Wong Kar-wai does not appear. This is striking. Wong's compositional vocabulary — narrow corridors, ambient blur, color blocking via wardrobe and architecture, the Chungking Express sense of a city as a series of inhabited interiors — is the closest mainstream cinematic match to the Cubist Skylines. But Thomas's cubist skylines have no figures in them. Wong's grammar requires figures inside the color blocks. The cycle stays at the architectural level and refuses inhabitation. This is a tonal choice with cinematic implications: the cubist cycle is production design without a movie. It is location scouting that never resulted in a shoot.

Tarkovsky does not appear either, but he should. The Evolutionary Diagrams cycle has Tarkovskian ambitions — slow contemplation, ordered nature, ranks of small forms studied in patient light. Stalker and Solaris both contain images that would sit comfortably in the Evolutionary Diagrams cycle. The cycle does not invoke Tarkovsky in its prompts, but the model's output drifts toward him whenever the prompt admits stillness.

Soviet montage does appear, repeatedly, in the propaganda runs. The Mad Hatter Obey posters, the Satan-as-Soviet-worker images, the Bitcoin Capitol seals — all are operating in the visual key of Eisenstein and Rodchenko, the high axial composition with a single dominant figure. This is agitation cinema repurposed as still iconography. The argument the cycles are making is that the axial frame and the single figure are the political grammar that survived the twentieth century — that whoever inherits this grammar inherits its rhetorical force, and that Thomas, drawing in 2024, has every right to claim it for his own causes.

The chase scene does not exist. This is among the archive's quieter properties. The Imagined Battles cycle stages clashes — armies meeting, single-frame engagements — but never a chase. There is no figure pursued by another figure across multiple frames. The archive does not believe in time-extended action. Every image is a moment, never a sequence. This is again the iconographic instinct overriding the cinematic instinct. Thomas is not asking what the figure does over the next minute. He is asking what the figure is, captured in one composition, at one tableau.

The dominant shot type is the medium full — figure visible head to knee, centered, addressed to camera. The archive almost never produces a close-up, almost never produces an extreme wide. Close-up is psychological cinema, asking the viewer into the figure's interior life. Wide is landscape cinema, asking the viewer to see the figure in their environment. Thomas wants neither. He wants the icon shot: the figure at the distance at which we can read their costume and their pose, and at no greater intimacy. This is the shot type of religious art, of saints' cards, of military propaganda. The cinematic equivalent is the publicity still — the standalone image whose job is to advertise the figure rather than to narrate them.

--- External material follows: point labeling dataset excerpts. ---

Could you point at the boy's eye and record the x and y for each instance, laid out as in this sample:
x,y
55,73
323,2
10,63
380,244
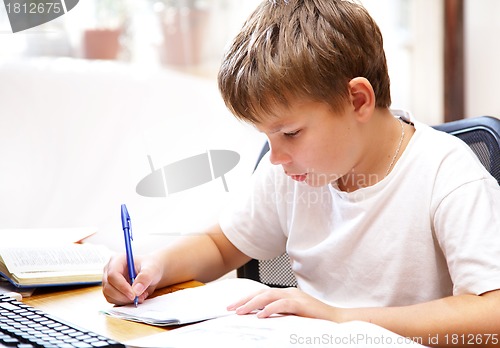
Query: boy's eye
x,y
292,134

A useful exercise: imagine the archive as a director's portfolio submitted to a production company. The director's strengths would read clearly. Strong iconographic eye, formidable production design, comfort with multiple historical visual idioms, weak narrative instinct, no interest in continuity editing. The hire-or-pass conversation would be: yes, for music videos and title sequences; no, for features. This is a useful diagnostic. Thomas's work is the music video of bitcoin commentary, not the feature. It is meant to be encountered as a single arresting frame, looped on a stream, returned to. It is not meant to be read in narrative sequence.

That is a critical assessment, not a dismissive one. The visual culture of the 2020s is structurally short-form. The single-frame icon is the dominant unit of online attention. Thomas's archive is correctly tuned for its century, even when the visual references it borrows from are a hundred years old. He is making the right thing for the moment, with the tools he has, in the grammar that the moment demands.

The grammar is still cinematic. He just refuses the part of cinema that requires waiting for the next frame.